Thanks for your help.

Answer 1

Claim: $p_{n,j}(1)$ vanishes modulo $2$ if and only there is a carry when adding $j$ and $n+1-j$ in base-$2$.

Proof: Let us write $x^n+1 \equiv x^n-1= \prod_{d \mid n} \Phi_d(x)$ where $\Phi_d$ is the $d$th cyclotomic polynomial. Then, since there are $\lfloor m/d\rfloor$ multiplies of $d$ in $\{1,2,\ldots,m\}$, $$p_{n,j}(x) = \prod_{d=2}^{n} \Phi_d(x)^{\lfloor \frac{n+1}{d} \rfloor- \lfloor \frac{j}{d}\rfloor - \lfloor \frac{n-j+1}{d}\rfloor }.$$ Note that $\lfloor a+b \rfloor \ge \lfloor a\rfloor + \lfloor b \rfloor$ so your expression is necessarily a polynomial (and not a strictly rational function).

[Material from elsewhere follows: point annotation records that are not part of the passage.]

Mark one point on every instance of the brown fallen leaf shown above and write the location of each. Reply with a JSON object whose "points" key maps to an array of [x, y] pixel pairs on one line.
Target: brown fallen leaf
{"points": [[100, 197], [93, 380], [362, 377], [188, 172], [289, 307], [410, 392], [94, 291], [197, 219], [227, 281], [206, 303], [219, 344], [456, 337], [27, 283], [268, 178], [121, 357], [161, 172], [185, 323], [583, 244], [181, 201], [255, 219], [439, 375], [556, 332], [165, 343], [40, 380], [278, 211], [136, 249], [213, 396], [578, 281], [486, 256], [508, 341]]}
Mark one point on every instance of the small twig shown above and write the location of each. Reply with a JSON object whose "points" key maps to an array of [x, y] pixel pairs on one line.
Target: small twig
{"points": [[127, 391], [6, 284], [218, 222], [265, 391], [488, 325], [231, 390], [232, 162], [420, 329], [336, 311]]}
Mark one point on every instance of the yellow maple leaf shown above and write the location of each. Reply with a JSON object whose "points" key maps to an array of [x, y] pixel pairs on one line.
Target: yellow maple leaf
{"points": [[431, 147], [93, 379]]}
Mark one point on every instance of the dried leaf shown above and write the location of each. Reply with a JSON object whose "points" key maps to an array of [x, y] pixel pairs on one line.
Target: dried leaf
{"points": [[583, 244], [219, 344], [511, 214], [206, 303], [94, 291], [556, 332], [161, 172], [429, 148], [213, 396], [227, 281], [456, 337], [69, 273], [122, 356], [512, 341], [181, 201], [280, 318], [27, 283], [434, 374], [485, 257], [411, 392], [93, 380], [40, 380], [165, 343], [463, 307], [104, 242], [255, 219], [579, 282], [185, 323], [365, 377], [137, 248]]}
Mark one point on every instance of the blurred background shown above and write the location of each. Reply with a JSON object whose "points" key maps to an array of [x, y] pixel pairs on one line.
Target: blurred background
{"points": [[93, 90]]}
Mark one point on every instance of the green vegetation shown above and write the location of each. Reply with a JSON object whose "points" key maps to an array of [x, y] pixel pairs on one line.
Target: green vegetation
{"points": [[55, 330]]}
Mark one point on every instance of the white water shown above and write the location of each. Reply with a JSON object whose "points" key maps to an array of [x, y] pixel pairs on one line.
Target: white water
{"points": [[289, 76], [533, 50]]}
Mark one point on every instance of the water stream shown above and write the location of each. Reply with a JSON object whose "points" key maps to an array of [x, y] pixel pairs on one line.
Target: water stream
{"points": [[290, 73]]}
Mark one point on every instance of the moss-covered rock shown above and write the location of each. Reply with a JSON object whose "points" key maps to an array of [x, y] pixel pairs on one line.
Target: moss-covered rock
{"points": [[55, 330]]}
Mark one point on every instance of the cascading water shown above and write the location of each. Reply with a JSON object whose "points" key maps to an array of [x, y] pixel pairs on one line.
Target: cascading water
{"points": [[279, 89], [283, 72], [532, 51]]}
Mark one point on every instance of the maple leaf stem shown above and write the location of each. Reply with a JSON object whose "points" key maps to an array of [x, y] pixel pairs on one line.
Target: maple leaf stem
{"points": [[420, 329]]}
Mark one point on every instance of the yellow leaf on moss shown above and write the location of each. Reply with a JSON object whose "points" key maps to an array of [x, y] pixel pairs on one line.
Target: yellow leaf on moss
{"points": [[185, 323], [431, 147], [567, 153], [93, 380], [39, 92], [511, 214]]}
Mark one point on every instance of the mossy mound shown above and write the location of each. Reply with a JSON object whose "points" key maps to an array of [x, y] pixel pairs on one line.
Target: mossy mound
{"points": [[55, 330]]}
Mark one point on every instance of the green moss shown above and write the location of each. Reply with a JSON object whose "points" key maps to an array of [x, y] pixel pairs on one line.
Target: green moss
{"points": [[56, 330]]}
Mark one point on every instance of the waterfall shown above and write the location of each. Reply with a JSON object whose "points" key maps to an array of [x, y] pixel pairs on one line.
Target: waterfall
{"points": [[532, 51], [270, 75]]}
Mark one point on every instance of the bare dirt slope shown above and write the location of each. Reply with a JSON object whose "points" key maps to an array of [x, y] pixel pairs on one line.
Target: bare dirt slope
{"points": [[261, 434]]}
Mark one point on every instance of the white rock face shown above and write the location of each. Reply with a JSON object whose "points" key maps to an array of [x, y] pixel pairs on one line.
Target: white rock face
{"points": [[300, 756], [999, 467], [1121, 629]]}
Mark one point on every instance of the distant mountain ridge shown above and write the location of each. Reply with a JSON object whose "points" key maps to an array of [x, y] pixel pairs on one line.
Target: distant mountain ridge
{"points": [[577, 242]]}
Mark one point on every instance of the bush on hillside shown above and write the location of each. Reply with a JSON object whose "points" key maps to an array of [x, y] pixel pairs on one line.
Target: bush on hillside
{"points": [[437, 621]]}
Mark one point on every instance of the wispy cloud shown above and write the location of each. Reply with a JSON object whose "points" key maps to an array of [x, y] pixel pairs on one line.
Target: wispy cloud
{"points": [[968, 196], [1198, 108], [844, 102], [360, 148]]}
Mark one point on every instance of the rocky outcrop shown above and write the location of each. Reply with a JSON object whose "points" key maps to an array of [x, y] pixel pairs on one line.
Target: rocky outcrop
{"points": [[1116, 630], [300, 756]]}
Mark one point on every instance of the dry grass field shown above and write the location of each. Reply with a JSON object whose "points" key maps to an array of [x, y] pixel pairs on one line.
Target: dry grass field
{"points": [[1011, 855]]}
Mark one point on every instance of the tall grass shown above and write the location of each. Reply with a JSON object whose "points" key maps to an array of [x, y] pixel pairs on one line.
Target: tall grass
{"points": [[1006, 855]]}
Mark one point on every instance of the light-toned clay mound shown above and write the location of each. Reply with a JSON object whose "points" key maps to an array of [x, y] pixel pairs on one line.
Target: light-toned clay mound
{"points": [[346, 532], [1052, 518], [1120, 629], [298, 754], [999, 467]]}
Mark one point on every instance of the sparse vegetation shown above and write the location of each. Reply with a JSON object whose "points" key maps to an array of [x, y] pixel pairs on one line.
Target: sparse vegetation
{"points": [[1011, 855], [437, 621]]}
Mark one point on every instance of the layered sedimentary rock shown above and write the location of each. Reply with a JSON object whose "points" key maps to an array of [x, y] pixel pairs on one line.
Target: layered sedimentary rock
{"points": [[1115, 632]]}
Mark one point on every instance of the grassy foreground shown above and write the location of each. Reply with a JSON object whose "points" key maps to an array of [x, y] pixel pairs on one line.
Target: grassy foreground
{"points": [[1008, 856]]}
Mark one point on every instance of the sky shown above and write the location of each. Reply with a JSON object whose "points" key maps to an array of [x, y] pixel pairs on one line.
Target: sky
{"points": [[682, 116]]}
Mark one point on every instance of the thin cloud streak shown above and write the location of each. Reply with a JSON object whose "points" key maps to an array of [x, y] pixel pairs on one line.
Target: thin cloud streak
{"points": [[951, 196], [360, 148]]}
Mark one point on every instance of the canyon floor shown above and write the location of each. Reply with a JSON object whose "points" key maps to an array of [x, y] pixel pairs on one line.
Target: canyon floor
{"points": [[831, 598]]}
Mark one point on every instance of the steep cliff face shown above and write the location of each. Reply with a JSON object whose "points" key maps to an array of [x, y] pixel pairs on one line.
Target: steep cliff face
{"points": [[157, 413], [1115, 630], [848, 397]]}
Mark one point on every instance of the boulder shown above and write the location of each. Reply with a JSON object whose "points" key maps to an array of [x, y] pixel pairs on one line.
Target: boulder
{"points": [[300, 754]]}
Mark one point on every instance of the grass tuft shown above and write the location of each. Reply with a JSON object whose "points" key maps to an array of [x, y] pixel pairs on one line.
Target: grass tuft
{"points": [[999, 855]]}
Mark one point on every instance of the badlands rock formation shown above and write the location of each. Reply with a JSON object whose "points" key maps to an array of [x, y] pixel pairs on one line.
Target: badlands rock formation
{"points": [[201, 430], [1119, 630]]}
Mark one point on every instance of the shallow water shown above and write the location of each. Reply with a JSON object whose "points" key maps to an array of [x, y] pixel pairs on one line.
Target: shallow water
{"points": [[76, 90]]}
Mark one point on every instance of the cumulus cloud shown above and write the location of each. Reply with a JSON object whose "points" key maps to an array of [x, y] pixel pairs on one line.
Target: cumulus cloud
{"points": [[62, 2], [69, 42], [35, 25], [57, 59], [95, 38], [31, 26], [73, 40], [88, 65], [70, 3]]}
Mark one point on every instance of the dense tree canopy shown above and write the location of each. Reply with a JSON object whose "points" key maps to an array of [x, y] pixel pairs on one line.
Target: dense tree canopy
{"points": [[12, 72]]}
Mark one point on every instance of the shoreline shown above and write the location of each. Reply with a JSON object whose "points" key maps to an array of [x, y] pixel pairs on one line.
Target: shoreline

The value of $\Phi_d(x)$ at $x=1$ is well-understood. One can use the property $x^n-1= \prod_{d \mid n} \Phi_d(x)$ to show $\Phi_d(1)$ is $1$ unless $d$ is a prime power $p^k$ in which case $\Phi_d(1)=p$ (this is classical, see here for proofs). This implies $$p_{n,j}(1) \equiv \prod_{p^k \le n} p^{\lfloor \frac{n+1}{p^k} \rfloor- \lfloor \frac{j}{p^k}\rfloor - \lfloor \frac{n-j+1}{p^k}\rfloor }.$$ Since $2$ is the only even prime, $$p_{n,j}(1) \equiv \prod_{2^k \le n} 2^{\lfloor \frac{n+1}{2^k} \rfloor- \lfloor \frac{j}{2^k}\rfloor - \lfloor \frac{n-j+1}{2^k}\rfloor }.$$ So your expression vanishes modulo $2$ if and only if $$ \sum_{2 \le 2^k \le n} \left\lfloor \frac{n+1}{2^k} \right\rfloor- \left\lfloor \frac{j}{2^k}\right\rfloor- \left\lfloor \frac{n-j+1}{2^k}\right\rfloor\ge 1.$$

Let us express this criterion using base-$2$ representation. If $j = \sum_{i \ge 0} a_i 2^i$, $n-j+1 = \sum_{i \ge 0} b_i 2^i$ and $n+1 = \sum_{i \ge 0} c_i 2^i$ then $$ \left\lfloor \frac{n+1}{2^k} \right\rfloor- \left\lfloor \frac{j}{2^k}\right\rfloor- \left\lfloor \frac{n-j+1}{2^k}\right\rfloor =\sum_{i \ge k} (c_i-a_i-b_i) 2^{i-k} $$ so that $$\begin{align} \sum_{2 \le 2^k \le n} \left\lfloor \frac{n+1}{2^k} \right\rfloor- \left\lfloor \frac{j}{2^k}\right\rfloor- \left\lfloor \frac{n-j+1}{2^k}\right\rfloor &= \sum_{i \ge 0} (c_i-a_i-b_i)(2^{i-1}+2^{i-2}+\ldots+1) \\ &= \sum_{i \ge 0} (c_i-a_i-b_i)(2^{i}-1)\\ &= n+1 - (j + (n+1-j)) - \sum_{i \ge 0} (c_i-a_i-b_i)\\ &= \sum_{i \ge 0} (a_i+b_i-c_i). \end{align}$$ Let $s_2(m)$ be the sum of digits of $m$ in base-$2$. We see that $p_{n,j}(1)\equiv 0$ if and only if $s_2(j) + s_2(n+1-j) > s_2(n+1)$.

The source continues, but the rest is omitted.